Personal information
- Full name: Kevin Oliver Thomas
- Born: 20 June 1963 (age 63) Mile End, London, England
- Batting: Right-handed
- Bowling: Right-arm fast-medium

Domestic team information
- 1991–1992: Cambridgeshire
- 1990: Essex

Career statistics
| Competition | First-class | List A |
| Matches | 1 | 1 |
| Runs scored | 2 | 2 |
| Batting average | 2.00 | 2.00 |
| 100s/50s | 0/0 | 0/0 |
| Top score | 2 | 2 |
| Balls bowled | 110 | 24 |
| Wickets | 0 | 0 |
| Bowling average | – | – |
| 5 wickets in innings | 0 | 0 |
| 10 wickets in match | 0 | – |
| Best bowling | – | – |
| Catches/stumpings | 0/– | 0/– |
- Source: Cricinfo, 27 November 2010

= Kevin Thomas (cricketer) =

English cricketer

Kevin Oliver Thomas (born 20 June 1963) is a former English cricketer. Thomas was a right-handed batsman who bowled right-arm fast-medium. He was born in Mile End, London.

== Career ==
Thomas made his one and only first-class appearance for Essex in 1989 against the touring New Zealanders.

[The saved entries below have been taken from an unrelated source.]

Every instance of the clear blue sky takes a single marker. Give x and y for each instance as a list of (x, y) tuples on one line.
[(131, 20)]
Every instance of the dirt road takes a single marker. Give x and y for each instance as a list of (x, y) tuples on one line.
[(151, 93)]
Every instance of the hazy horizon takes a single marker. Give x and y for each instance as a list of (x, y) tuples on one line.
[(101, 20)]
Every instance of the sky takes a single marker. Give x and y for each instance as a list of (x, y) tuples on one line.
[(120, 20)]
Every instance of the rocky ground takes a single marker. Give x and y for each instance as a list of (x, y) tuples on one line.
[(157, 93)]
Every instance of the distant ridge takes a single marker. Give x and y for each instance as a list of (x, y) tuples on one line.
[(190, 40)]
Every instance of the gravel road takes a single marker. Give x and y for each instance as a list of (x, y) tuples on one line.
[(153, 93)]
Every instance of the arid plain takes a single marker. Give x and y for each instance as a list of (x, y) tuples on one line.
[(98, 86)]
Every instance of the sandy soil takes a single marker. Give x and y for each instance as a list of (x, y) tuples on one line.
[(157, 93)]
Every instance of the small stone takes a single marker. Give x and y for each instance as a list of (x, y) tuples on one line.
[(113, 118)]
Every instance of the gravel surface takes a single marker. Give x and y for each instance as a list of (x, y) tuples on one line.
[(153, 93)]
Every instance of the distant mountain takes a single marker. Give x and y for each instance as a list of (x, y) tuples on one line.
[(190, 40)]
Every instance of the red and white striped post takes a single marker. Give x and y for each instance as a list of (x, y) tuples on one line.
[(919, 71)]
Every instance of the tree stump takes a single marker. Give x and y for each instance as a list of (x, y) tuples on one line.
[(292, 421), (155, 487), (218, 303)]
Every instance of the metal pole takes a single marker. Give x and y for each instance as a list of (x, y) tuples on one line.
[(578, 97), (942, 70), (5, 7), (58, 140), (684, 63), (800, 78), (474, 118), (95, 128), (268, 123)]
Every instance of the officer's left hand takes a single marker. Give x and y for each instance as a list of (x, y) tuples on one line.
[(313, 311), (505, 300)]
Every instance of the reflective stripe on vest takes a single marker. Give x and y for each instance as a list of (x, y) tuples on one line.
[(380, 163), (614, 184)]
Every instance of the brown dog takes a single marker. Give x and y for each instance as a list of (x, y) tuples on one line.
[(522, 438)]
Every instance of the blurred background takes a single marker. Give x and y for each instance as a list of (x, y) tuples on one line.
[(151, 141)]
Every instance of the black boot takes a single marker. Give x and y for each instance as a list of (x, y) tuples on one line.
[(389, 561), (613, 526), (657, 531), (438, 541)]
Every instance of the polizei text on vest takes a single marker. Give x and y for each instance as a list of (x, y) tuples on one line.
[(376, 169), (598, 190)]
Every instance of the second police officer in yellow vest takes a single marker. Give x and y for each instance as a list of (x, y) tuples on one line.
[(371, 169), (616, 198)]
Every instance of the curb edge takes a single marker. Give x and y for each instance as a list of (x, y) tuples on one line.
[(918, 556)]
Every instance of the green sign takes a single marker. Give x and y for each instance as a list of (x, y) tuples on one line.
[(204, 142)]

The following season, Thomas joined Cambridgeshire. During that season he made his only List A appearance in that format against Kent in the 1991 NatWest Trophy.

It was during the 1991 season that he made his Minor Counties Championship debut against Norfolk. From 1991 to 1992, he represented the county in 3 Championship matches, the last of which came against Suffolk. He made a single MCCA Knockout Trophy appearance against Norfolk in 1991.